Do you think they’d be a good fit for your company? Why? Examine their past work, as well as their social media pages, blogs, and YouTube channel. Get a sense of who they are – remember, this is a connection you’re starting from the ground up and hoping to last a long time, so it’ll be worth it in the end.
Insight is the second step in the process.
Meet together for coffee or lunch to get a sense of how these people work, both personally and professionally. Chatting with a blogger or YouTuber over social media is fine, but you never truly get to know the person behind the site unless you meet them in person. Even if it’s only a quick meeting, it’s worth going because you’ll get to talk about their blog and the industry in general.
In the first case, how do people normally approach brands? It’s perfectly OK to inquire about this matter.
Find out if they prefer to be approached initially or if they have approached brands on their own. You must learn how they prefer to collaborate with companies in order to be able to make work compromises where necessary.
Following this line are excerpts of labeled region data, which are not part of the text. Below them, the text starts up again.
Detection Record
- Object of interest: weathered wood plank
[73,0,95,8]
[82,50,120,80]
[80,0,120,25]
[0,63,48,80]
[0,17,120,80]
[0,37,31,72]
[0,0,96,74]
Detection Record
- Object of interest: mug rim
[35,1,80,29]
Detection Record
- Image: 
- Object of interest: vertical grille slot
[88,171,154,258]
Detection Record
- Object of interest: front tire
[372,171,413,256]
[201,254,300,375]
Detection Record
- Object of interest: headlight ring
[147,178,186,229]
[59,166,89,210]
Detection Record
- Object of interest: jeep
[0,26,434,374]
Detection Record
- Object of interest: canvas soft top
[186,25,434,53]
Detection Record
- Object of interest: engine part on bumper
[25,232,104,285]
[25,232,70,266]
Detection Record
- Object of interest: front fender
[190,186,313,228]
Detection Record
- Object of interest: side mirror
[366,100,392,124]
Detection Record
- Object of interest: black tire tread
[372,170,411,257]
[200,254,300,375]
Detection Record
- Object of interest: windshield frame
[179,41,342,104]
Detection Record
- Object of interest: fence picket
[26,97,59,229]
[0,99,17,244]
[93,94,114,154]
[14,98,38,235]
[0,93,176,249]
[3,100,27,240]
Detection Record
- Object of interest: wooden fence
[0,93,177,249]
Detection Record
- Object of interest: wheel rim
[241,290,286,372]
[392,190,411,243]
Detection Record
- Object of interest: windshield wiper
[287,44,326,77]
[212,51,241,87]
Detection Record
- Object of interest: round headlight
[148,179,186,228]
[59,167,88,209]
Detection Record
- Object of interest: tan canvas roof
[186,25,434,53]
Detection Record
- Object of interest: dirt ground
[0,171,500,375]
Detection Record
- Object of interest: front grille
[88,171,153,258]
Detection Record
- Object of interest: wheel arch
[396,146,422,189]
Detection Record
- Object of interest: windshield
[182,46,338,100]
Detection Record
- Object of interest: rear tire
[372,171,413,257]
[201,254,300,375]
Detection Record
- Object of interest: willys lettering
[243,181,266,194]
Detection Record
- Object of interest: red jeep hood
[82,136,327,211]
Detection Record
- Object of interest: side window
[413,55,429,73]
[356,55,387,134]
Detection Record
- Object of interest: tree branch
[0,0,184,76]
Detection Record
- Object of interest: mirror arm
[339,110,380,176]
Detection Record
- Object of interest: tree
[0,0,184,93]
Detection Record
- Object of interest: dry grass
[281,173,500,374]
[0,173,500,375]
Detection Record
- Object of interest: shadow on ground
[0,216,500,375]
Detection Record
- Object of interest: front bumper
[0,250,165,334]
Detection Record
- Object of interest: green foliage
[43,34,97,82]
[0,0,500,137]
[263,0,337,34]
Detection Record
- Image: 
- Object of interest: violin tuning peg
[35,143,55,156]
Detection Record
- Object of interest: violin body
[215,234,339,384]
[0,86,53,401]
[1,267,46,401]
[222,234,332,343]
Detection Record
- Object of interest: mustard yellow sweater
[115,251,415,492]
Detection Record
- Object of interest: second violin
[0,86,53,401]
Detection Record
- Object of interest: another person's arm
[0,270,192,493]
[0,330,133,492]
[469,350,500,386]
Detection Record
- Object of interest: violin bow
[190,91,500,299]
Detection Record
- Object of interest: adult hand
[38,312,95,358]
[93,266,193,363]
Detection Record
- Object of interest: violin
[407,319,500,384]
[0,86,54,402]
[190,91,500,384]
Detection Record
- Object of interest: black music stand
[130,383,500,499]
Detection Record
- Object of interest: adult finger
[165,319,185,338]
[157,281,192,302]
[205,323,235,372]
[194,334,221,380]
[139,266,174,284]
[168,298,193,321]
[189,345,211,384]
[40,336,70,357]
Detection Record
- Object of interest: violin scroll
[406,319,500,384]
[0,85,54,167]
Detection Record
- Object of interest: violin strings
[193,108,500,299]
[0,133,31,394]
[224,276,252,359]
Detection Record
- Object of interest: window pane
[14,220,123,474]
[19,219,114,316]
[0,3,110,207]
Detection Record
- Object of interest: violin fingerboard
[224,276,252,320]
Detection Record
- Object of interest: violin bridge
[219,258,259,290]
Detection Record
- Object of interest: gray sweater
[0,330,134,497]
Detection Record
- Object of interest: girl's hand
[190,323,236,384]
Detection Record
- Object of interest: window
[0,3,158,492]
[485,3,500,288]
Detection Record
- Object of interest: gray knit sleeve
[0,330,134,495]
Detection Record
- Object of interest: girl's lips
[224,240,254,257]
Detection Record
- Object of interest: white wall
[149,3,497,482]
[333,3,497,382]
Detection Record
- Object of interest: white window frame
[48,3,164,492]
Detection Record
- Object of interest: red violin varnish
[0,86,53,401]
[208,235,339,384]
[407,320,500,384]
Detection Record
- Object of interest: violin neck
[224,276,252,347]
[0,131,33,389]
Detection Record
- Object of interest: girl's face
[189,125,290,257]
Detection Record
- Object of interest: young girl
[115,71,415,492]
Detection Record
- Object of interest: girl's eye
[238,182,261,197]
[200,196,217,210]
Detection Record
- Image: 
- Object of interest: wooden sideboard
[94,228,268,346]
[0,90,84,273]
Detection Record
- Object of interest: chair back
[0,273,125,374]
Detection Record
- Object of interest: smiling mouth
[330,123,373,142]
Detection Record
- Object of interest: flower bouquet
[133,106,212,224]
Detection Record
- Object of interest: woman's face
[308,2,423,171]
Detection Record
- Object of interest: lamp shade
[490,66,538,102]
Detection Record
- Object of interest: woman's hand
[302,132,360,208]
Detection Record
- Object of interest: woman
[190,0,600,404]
What happened to them? Do they have any other established partnerships or how did they get started in the industry? Take a look at their current campaigns, which you can find on their blog and Instagram.
Is it okay if you come up with a few ideas together? You should involve them in the project from the start to ensure that they are satisfied with the content they are posting. Toss out some ideas, listen to their feedback, and see what they think will work best on their platforms.
Initiate the third step.
There are a few actions you must do before crossing that line after you have a campaign idea in mind and have worked to come up with a final concept:
- Prepare a contract that spells out all of the partnership’s details.
- Ascertain that all deliverables for both parties have been confirmed.
- Make sure you understand how payment will be handled as well as how the campaign/project will run.
- Make a brief with all of this information so the influencer is aware of it and you can both refer to it in the future.
Building influencer relationships: six engagement tips
Connection is the first tip.
Determine who you should contact and reach out to them proactively — this must be genuine.
The second tip is to nurture yourself.
Participate, support, and engage authentically in communities.
Partnering is a third tip.
Invited to join an ambassador programme, engage in social events like as chats, webinars, and Instagram takeovers, and so on. influencer marketing singapore Produce exclusive co-branded material. Remember that in order to return, you must first give a little more to establish yourself.
What metrics will you use to assess a campaign’s success?
Tip number four: Make sure you’re talking about something you’re interested in.
The influencer is sharing information and building a following that is relevant to your company and the market segment you are trying to reach.
Tip #5: Make contact with others.
The number of people you might potentially reach through the influencer’s following who could benefit your company.
Resonance is a sixth tip.
The influencer’s potential degree of interaction with a valuable and relevant audience for your brand.